Les fondateurs de Cowboy ont une ambition incroyable, tant au niveau de la croissance que du développement de nouveaux services.

On vous connaît comme fondateur de Sunrise, donc entrepreneur. Qu’est-ce qui vous a amené chez Cowboy en tant que ” vice president of product ” ?

Depuis un an, je suis de retour en Belgique après l’expérience Sunrise, sa vente à Microsoft et trois ans au sein de la division Outlook chez Microsoft. Je voulais être plus proche de l’écosystème des start-up européennes et notamment belges. J’ai réalisé des missions de consultance pour une série de start-up, j’ai investi dans certaines start-up. Et cela fait un petit temps que je discute avec les fondateurs de Cowboy qui m’ont proposé de les aider, mais il m’a fallu un moment avant de me décider à les rejoindre.
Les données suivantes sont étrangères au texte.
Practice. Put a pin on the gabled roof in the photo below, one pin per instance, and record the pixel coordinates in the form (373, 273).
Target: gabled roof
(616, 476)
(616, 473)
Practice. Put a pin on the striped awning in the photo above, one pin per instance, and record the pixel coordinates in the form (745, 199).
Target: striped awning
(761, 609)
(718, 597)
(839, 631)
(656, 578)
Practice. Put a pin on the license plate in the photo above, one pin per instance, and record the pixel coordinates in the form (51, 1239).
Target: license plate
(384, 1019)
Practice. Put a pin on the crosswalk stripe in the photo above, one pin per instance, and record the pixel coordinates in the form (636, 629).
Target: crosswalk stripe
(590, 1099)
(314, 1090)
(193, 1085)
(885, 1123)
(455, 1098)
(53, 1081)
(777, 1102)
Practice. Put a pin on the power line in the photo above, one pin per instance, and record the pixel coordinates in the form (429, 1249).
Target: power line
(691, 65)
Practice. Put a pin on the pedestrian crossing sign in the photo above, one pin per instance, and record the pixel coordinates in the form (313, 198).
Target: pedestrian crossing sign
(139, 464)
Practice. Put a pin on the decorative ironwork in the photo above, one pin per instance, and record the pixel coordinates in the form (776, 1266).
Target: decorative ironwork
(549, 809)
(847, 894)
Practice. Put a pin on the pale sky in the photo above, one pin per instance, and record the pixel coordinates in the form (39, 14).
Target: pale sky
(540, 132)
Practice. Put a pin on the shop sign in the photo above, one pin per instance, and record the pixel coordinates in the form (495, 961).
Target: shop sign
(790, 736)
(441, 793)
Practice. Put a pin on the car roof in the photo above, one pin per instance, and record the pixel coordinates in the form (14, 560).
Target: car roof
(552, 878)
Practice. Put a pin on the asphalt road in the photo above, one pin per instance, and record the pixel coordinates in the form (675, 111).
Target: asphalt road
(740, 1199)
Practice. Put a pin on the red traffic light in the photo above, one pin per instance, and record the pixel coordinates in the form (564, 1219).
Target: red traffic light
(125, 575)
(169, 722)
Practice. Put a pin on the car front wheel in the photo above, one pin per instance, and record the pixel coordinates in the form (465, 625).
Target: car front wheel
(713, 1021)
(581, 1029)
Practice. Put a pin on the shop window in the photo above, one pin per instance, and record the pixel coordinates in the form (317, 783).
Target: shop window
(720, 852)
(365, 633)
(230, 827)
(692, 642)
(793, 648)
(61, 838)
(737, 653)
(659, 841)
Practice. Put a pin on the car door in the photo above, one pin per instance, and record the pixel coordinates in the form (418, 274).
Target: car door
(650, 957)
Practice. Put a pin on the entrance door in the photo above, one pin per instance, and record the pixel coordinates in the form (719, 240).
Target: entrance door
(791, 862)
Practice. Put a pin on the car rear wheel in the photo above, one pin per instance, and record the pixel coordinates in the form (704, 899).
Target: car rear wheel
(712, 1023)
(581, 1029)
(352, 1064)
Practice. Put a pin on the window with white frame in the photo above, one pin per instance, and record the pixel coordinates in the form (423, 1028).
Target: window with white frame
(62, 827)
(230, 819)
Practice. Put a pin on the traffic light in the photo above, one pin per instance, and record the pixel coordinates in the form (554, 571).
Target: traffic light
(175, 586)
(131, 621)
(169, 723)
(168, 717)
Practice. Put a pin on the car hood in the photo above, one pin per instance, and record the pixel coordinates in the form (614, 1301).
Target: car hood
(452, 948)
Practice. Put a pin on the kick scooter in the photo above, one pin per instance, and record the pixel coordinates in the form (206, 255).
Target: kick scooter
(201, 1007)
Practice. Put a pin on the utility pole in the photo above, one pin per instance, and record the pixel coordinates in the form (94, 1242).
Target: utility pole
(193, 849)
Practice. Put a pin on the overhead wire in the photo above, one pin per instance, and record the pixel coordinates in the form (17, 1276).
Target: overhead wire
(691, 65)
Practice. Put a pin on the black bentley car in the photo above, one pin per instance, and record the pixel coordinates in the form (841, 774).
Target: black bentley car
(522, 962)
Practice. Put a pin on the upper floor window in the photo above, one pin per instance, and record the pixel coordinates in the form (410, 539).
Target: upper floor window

Pourquoi ? La décision était compliquée ?

Disons que j’avais plusieurs projets en vue. J’avais des missions de consultance mais j’ai aussi examiné quelques idées pour relancer des start-up. Celles-ci n’ont pas abouti. Et au stade actuel de développement de Cowboy, j’ai estimé que c’était le bon moment. Et le défi m’excite fortement.

Jeremy Le Van,
© THOMAS NOLF

Qu’est-ce qui vous a séduit au final et quel sera votre rôle chez Cowboy ?

Cowboy est une magnifique scale-up. Outre le produit (un vélo électrique connecté, Ndlr), la boîte (qui a levé des fonds en début d’année) est entrée dans sa phase d’internationalisation et de grosse croissance, avec l’ouverture de plusieurs marchés en Europe : la France, l’Allemagne, les Pays-Bas, etc. Les fondateurs ont une ambition incroyable, tant au niveau de la croissance que du développement de nouveaux services. Et le challenge me plaît. En tant que vice-président produit, je vais prendre en charge les développements de l’application mobile liée au vélo ainsi que tous les services additionnels que l’on peut imaginer.

On imaginait vous retrouver à la tête d’une start-up et vous dites que vous aviez des pistes. C’est difficile de se relancer après une aventure comme Sunrise ?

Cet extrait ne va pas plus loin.